Mechanisms underlying treatment-induced language recovery post-stroke
In Canada, one individual suffers a stroke every seven minutes. Of those who survive, roughly 30% will have aphasia, a difficulty speaking with- or understanding others. Aphasia can have a significant negative impact on mood, quality of life and day to day functioning. One of the most frustrating symptoms of aphasia is a difficulty finding the right words for common objects, familiar people and places. For example, if an individual with aphasia wants to say the word “cup”, they may make speech errors that are meaning-based (e.g., “glass”) or sound-based (e.g.,“pup”), or they may be unable to say anything at all. Fortunately, therapy for word-finding difficulty is helpful for many people, but some individuals don’t improve – the reasons for this remain unclear.

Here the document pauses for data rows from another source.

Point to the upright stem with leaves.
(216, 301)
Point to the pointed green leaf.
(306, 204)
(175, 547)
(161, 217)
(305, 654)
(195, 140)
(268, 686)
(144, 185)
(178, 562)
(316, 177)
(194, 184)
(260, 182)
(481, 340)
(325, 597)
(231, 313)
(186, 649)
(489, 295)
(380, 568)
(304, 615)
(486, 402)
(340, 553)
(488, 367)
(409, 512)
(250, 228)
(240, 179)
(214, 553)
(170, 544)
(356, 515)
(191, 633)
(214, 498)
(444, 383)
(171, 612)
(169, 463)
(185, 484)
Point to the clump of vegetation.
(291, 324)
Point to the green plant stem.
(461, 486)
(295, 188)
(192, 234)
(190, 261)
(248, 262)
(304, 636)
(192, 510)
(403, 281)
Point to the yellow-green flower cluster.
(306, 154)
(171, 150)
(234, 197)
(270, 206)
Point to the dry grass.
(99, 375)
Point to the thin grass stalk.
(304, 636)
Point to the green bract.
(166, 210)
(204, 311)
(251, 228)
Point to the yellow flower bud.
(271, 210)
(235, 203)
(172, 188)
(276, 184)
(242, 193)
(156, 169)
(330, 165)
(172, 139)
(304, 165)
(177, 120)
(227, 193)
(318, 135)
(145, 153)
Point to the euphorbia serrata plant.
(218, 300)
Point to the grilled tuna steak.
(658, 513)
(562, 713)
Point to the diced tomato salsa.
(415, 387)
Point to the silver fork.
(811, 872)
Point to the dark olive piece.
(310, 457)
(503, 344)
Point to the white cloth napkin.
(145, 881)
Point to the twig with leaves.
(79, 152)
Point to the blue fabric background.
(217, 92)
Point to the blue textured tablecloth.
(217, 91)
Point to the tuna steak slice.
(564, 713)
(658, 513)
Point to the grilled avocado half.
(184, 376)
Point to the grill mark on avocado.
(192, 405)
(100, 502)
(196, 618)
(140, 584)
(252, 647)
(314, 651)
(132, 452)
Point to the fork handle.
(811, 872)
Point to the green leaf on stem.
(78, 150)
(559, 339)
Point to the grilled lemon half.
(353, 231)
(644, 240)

The goal of this project is to understand the critical factors that make therapy helpful, so that they can be harnessed to develop more successful therapy methods. The factor of interest in this project is cueing. Individuals will receive therapy for word-finding difficulty under meaning-, and sound-based cueing conditions, which are commonly used in language therapy. For example, for the word “cup”, a meaning-based cue is “you pour coffee in it”, and a sound-based cue is “it rhymes with pup”. These conditions will be compared to a no cueing condition. We will measure changes before and after therapy in the ability to name words and in the types of speech errors being made. The latter will be analyzed using computational modelling tools, which will allow us to identify the language processes being trained by each therapy condition. The findings from this work can be implemented relatively quickly in clinics across Canada to help tailor therapy to the individual needs of stroke survivors, and to ultimately improve their communication and quality of life.